Do total de réus, 19 policiais militares que atuaram na ocorrência apresentaram defesa preliminar. Apenas o vice-prefeito do município, Abraão Sampaio de Lacerda, ainda não formalizou a sua posição sobre o ocorrido. Este último disputou o pleito de 2020, mas foi derrotado nas urnas.

O tenente-coronel Cícero Henrique Beserra Lopes, suspeito de modificar a cena do crime, chegou a pedir a suspensão dos efeitos do afastamento imposto pela Controladoria Geral de Disciplina para voltar ao trabalho. Essa foi a última movimentação no processo, mas o Tribunal de Justiça do Ceará negou.

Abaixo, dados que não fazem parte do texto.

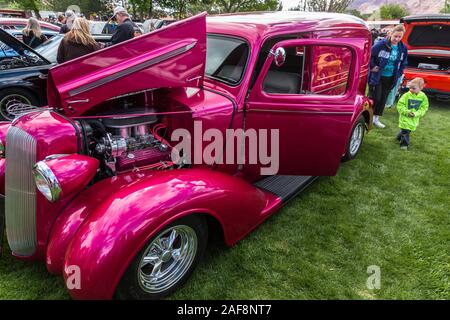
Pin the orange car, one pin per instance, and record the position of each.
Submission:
(428, 40)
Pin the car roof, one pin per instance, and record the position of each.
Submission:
(426, 18)
(258, 24)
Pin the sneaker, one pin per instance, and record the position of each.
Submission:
(378, 124)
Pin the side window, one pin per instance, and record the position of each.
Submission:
(311, 70)
(286, 79)
(330, 70)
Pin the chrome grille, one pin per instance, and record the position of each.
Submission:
(20, 202)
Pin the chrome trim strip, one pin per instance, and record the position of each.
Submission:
(131, 70)
(20, 202)
(303, 112)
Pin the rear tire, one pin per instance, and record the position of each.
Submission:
(356, 139)
(11, 96)
(166, 261)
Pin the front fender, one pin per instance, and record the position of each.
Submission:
(114, 231)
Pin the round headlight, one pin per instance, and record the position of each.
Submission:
(46, 181)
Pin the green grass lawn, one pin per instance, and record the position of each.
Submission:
(388, 208)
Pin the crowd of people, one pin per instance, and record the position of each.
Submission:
(389, 58)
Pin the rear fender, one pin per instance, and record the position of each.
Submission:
(135, 210)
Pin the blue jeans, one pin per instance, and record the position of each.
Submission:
(403, 137)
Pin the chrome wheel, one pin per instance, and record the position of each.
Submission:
(167, 259)
(10, 100)
(356, 139)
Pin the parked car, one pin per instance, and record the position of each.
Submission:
(21, 23)
(106, 204)
(19, 35)
(23, 75)
(24, 79)
(107, 27)
(428, 40)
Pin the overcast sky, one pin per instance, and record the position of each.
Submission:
(289, 3)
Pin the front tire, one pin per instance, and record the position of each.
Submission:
(356, 139)
(166, 261)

O Tribunal de Justiça do Ceará (TJCE) apontou em nota a “complexidade do processo”, que tem mais de 3 mil páginas, como justificativa. Para o TJ, “apenas após a apreciação de todos os recursos cabíveis, se for mantido e decidido que o processo deverá seguir para a competência do Tribunal de Júri, o Juízo da Vara Única de Milagres irá deliberar por pronunciar os réus ou proferir outra decisão cabível conforme a prova produzida sob o crivo do devido processo legal, ampla defesa e do contraditório”.

Esperança de julgamento

 

Para Cláudia Magalhães, viúva de João Magalhães e mãe de Vinicíus, mortos pela PM do Ceará, junto aos tios Cícero Tenório e Claudineide Campos, e do primo Gustavo, a esperança é que o processo seja julgado em 2021. A família é de Serra Talhada, em Pernambuco.

A partir deste mês de dezembro, Cláudia e o filho João Victor passarão a receber do Estado do Ceará uma pensão de R$ 1.500, cada. O pagamento deveria ter iniciado em outubro, segundo determinação judicial. Por causa do atraso de dois meses, o Estado deverá arcar ainda com multa, cujo valor não foi repassado.

Já conforme a jovem Stefani Tenório, que teve os pais Cícero e Claudineide e o irmão Gustavo mortos, a primeira audiência está prevista para março de 2021. O advogado dos familiares de Serra Talhada, Stefferson Nogueira, detalha que vai ser marcada uma audiência para ouvir testemunhos. “A novidade é essa pensão. Sabemos que não vai compensar as perdas e dores, mas pelo menos por enquanto é um lenitivo”.

Além dos pernambucanos, a cearense Edneide Laurentino, refém na tragédia, foi assassinada. Ela estava acompanhada dos pais Maria Lurilda e Genário Laurentino e o irmão Fernandes Rodrigues, que sobreviveram. A família ainda espera um amparo social e jurídico.